A Agência Japonesa de Exploração Aeroespacial (JAXA) informou que, a 24 de março de 2026, foram realizados em órbita os ensaios do Asian Try Zero-G 2025, um programa de experiências simples de Física dirigido a jovens. As actividades decorreram no Módulo Experimental Japonês “Kibo”, a bordo da Estação Espacial Internacional (ISS, na sigla em inglês).
A ISS e o módulo japonês Kibo
A ISS funciona como um vasto laboratório orbital, localizado a cerca de 400 km da Terra. Ao deslocar-se a aproximadamente 28.000 km/h, acolhe equipas internacionais que executam experiências em condições de microgravidade, sendo o maior objecto alguma vez construído pelo ser humano no espaço.
Asian Try Zero-G 2025: colaboração e adesão recorde
O Asian Try Zero-G integra o enquadramento da Colaboração Benéfica Asiática através da Utilização do Kibo (Asian Beneficial Collaboration through Kibo Utilization – Kibo-ABC), uma iniciativa de cooperação na região Ásia-Pacífico que utiliza o módulo Kibo. O objectivo é dar a estudantes de vários países e regiões a oportunidade de ver as suas ideias - baseadas em experiências espaciais simples - serem testadas em órbita por astronautas.
O interesse pelo programa continua a aumentar. Na edição Asian Try Zero-G 2025, o número de candidaturas atingiu um máximo histórico, com cerca do dobro das propostas submetidas na chamada anterior.
- Número de temas de experiências propostos: 500
- Número de participantes: 1.176
- Países/regiões participantes: 9
- Número de temas seleccionados: 11
As 11 experiências em órbita foram conduzidas pelo astronauta da NASA Christopher Williams.
O evento decorreu em formato híbrido, combinando a presença dos jovens no Centro Espacial Tsukuba com transmissão online. Numa primeira fase, os estudantes apresentaram as suas propostas; em seguida, acompanharam em tempo real a execução das experiências no espaço.

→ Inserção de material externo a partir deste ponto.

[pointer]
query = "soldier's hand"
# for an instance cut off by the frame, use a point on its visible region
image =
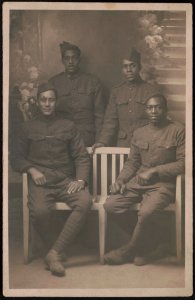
(37, 176)
(144, 178)
(97, 145)
(75, 186)
(117, 187)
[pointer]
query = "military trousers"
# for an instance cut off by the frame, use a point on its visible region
(152, 199)
(41, 202)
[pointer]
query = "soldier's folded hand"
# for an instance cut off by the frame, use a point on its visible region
(97, 145)
(37, 176)
(117, 187)
(144, 178)
(75, 186)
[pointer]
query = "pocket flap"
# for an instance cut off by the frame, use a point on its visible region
(167, 145)
(36, 137)
(86, 91)
(122, 134)
(142, 145)
(122, 101)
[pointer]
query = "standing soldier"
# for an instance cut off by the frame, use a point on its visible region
(80, 95)
(125, 111)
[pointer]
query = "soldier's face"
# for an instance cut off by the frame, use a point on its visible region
(130, 69)
(47, 103)
(156, 110)
(71, 61)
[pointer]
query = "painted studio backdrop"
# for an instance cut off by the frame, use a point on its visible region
(103, 37)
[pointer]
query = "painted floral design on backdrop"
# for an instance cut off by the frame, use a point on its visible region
(25, 69)
(151, 44)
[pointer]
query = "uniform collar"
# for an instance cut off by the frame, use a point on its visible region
(161, 125)
(133, 83)
(73, 76)
(47, 119)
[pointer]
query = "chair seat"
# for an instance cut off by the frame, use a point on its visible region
(98, 203)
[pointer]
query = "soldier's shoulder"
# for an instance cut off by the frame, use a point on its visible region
(118, 85)
(93, 79)
(176, 125)
(56, 77)
(141, 130)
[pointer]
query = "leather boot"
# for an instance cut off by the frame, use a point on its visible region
(53, 261)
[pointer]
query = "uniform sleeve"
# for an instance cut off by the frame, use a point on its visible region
(172, 169)
(132, 164)
(99, 109)
(80, 155)
(19, 154)
(110, 124)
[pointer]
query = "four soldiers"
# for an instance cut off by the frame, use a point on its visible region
(51, 148)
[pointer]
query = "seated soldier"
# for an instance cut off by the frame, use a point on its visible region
(51, 150)
(149, 175)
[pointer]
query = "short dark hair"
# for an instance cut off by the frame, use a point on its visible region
(44, 87)
(159, 96)
(65, 46)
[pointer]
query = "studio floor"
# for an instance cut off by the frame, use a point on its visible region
(83, 270)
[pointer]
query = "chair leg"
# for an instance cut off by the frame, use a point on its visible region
(102, 232)
(26, 231)
(178, 233)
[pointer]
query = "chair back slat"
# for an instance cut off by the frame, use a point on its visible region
(104, 174)
(107, 164)
(95, 174)
(113, 168)
(121, 161)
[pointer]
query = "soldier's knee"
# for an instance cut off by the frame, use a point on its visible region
(84, 201)
(109, 206)
(39, 213)
(144, 214)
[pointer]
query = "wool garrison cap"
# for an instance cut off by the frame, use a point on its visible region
(44, 87)
(133, 55)
(64, 46)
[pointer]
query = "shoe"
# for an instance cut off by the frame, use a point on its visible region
(53, 262)
(118, 257)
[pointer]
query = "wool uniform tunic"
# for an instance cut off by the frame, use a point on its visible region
(80, 100)
(125, 112)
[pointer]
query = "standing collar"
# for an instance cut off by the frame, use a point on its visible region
(73, 76)
(135, 82)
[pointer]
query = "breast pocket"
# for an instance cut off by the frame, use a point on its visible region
(37, 143)
(143, 149)
(85, 98)
(167, 151)
(122, 106)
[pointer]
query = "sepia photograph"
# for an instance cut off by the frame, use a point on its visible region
(97, 149)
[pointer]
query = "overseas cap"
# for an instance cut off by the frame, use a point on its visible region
(133, 55)
(64, 46)
(156, 95)
(44, 87)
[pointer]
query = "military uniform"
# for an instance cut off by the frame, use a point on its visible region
(125, 112)
(162, 148)
(54, 147)
(80, 100)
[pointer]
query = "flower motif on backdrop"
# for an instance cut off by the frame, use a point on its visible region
(151, 44)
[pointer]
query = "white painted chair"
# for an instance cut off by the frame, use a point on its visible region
(107, 164)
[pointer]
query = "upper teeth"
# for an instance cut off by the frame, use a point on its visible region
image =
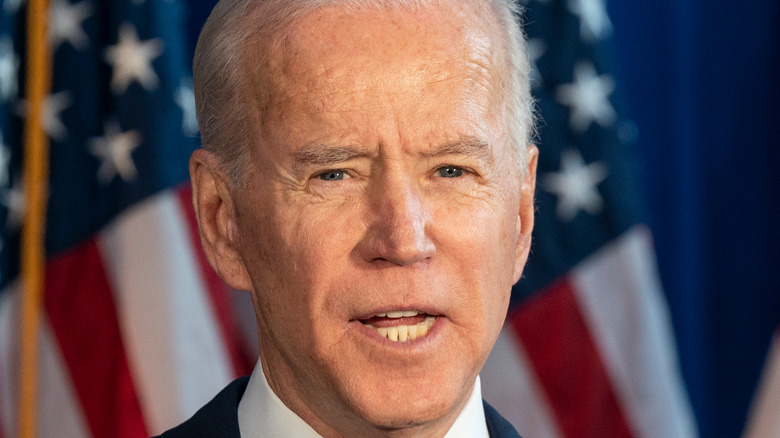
(399, 314)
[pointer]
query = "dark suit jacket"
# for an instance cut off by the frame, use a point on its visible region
(219, 417)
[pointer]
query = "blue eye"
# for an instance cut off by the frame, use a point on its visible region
(450, 172)
(333, 175)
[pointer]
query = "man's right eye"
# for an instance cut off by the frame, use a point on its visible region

Experiências com aviões de papel em microgravidade
Entre os 11 trabalhos, destacaram-se duas experiências com aviões de papel, desenvolvidas a partir de questões apresentadas por estudantes japoneses: “Os Vórtices de Ponta de Asa de um Avião de Papel Vêm da Gravidade?” e “Um Avião de Papel é Capaz de Voar Apesar de um Desequilíbrio de Asa sob Gravidade Zero?”
Na primeira experiência, foram fixadas finas tiras plásticas planas nas extremidades das asas de um avião de papel, com o intuito de confirmar se se formariam vórtices de ponta de asa. À medida que o avião de papel flutuava lentamente, observou-se a torção das tiras em vórtices, evidenciando que estes vórtices são gerados independentemente da gravidade.
Na segunda experiência, foram colocados pesos em ambas as asas para analisar de que forma um desequilíbrio de massa influencia a direcção de voo e o movimento. Com os pesos adicionados, o avião de papel passou a deslocar-se com um movimento de rotação para a frente e de cambalhota, em vez de seguir em linha recta. Os estudantes analisaram atentamente cada resultado e o que este poderia implicar.